Over the last 15 years, the economy of India has boomed, and it has been reflected in the NIFTY index. The NIFTY has grown 7x since 1998 as the country has grown its exports. According to the UN one of the primary exports of India are high-value services which contribute 30% to their GDP. We hypothesized that as the strength of the NIFTY grew, the strength of the currency would follow as it is a primarily export economy. 

As the INR strengthens, the ratio to USD falls, making it an almost ideally inversely correlated asset. We first tested this hypothesis by treating the USDINR FX pair as a hedge against the NIFTY but found periods where they were positively correlated and the hedge did not work. Pivoting slightly, we experimented with rotating the portfolio holdings to focus on the peak-performing asset. We used a fixed rolling window to determine the peak performance and then swapped our holdings to focus on that asset. 

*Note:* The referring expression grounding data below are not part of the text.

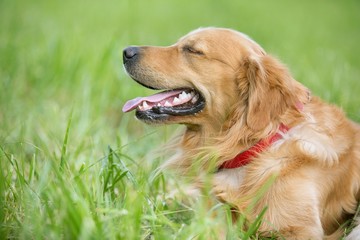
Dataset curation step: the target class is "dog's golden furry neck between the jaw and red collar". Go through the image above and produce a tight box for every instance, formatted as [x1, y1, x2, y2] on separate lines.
[172, 98, 306, 172]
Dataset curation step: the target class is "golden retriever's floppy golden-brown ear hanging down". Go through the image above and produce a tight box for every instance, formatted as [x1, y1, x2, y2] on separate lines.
[240, 55, 308, 130]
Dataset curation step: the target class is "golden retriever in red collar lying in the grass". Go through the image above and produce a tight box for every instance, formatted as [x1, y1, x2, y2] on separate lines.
[123, 28, 360, 239]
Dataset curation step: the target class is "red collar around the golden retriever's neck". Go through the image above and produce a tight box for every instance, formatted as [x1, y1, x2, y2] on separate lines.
[218, 124, 289, 170]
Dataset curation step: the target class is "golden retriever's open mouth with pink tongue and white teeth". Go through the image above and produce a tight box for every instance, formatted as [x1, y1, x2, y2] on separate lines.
[122, 89, 205, 121]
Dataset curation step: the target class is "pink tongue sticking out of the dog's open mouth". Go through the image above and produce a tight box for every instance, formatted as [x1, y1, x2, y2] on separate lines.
[122, 90, 183, 112]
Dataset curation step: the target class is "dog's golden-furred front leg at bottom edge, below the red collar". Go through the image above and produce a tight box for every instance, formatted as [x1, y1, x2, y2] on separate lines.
[237, 177, 324, 239]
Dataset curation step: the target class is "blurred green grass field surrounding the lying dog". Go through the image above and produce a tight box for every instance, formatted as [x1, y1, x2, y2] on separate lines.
[0, 0, 360, 239]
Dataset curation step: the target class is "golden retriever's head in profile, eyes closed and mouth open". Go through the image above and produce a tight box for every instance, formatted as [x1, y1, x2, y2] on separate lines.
[123, 28, 306, 132]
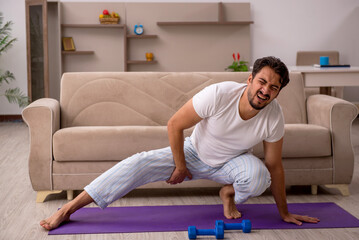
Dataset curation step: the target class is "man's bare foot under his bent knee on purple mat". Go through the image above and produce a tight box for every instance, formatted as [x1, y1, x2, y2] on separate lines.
[219, 185, 242, 219]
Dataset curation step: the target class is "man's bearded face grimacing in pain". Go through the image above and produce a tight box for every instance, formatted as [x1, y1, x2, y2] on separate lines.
[247, 67, 281, 110]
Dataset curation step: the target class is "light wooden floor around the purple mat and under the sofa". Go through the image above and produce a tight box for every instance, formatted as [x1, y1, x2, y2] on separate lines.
[0, 118, 359, 240]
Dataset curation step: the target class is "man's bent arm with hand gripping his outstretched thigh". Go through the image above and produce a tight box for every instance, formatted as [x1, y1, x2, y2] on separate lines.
[167, 99, 202, 184]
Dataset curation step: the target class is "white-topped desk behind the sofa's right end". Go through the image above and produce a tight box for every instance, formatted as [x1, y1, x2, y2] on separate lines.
[288, 66, 359, 95]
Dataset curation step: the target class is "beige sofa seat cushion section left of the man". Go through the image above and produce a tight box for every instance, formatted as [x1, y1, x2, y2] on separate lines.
[53, 126, 192, 161]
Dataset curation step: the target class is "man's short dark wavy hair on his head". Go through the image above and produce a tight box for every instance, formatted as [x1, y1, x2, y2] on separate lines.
[252, 56, 289, 89]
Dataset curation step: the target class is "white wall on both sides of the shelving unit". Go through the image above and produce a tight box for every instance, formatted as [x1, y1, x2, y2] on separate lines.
[0, 0, 359, 115]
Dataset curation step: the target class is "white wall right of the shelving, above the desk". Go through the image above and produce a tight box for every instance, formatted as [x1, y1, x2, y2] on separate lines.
[250, 0, 359, 102]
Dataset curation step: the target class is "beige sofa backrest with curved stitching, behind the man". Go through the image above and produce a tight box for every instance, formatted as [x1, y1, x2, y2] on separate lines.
[60, 72, 306, 128]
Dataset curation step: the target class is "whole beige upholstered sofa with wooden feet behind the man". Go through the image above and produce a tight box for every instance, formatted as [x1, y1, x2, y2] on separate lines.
[22, 72, 357, 202]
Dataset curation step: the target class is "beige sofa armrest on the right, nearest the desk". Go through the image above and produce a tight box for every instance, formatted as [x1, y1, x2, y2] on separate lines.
[307, 95, 358, 184]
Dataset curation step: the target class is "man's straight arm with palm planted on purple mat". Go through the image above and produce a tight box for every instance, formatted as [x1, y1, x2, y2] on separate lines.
[263, 138, 319, 225]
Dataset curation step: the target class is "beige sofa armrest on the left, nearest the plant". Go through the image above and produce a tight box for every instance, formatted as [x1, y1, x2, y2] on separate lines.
[22, 98, 60, 191]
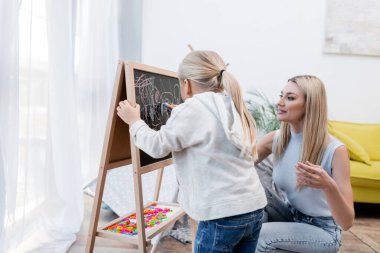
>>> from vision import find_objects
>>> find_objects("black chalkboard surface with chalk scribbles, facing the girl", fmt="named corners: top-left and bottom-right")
top-left (129, 64), bottom-right (181, 166)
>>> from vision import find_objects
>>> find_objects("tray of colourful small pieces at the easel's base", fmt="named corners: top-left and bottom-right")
top-left (98, 202), bottom-right (185, 240)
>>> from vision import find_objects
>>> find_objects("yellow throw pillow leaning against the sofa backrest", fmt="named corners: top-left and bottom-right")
top-left (329, 128), bottom-right (371, 164)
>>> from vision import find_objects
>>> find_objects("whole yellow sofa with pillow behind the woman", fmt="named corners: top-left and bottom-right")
top-left (328, 121), bottom-right (380, 204)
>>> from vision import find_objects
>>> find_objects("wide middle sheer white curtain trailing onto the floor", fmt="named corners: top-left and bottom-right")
top-left (8, 0), bottom-right (83, 253)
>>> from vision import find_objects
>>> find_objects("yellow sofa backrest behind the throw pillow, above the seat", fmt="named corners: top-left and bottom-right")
top-left (329, 121), bottom-right (380, 161)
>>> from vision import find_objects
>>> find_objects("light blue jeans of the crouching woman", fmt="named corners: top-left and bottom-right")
top-left (256, 189), bottom-right (341, 253)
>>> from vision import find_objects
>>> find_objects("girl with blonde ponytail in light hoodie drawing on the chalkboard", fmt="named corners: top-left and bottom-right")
top-left (117, 51), bottom-right (266, 252)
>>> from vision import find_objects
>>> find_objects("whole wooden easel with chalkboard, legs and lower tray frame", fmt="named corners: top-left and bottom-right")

We used the QuantConnect LEAN 2.0 backtesting engine to import financial data from any source to run our analysis. The backtests were conducted over a 16-year period and were completed in 5-10 seconds. We saw phenomenal performance due to the strongly trending nature of the NIFTY and USDINR, achieving a Sharpe Ratio achieving 1.3 vs the NIFTY 0.7, and 42x returns vs 7x of the NIFTY. To test the resilience of the strategy, we experimented with the rolling window period to determine if this was critical to the success of the strategy. We used a rotating window from 3 days up to a 30-day window to optimize the variable for the best performance: 

The resulting Sharpe Ratio is fairly robust regardless of the precise value of the rotating window period. We believe there are many potential future improvements to the strategy to be explored, such as using a dynamically determined rolling window to avoid curve fitting. You could also experiment with different portfolios of inversely correlated assets to pick the best basket of assets.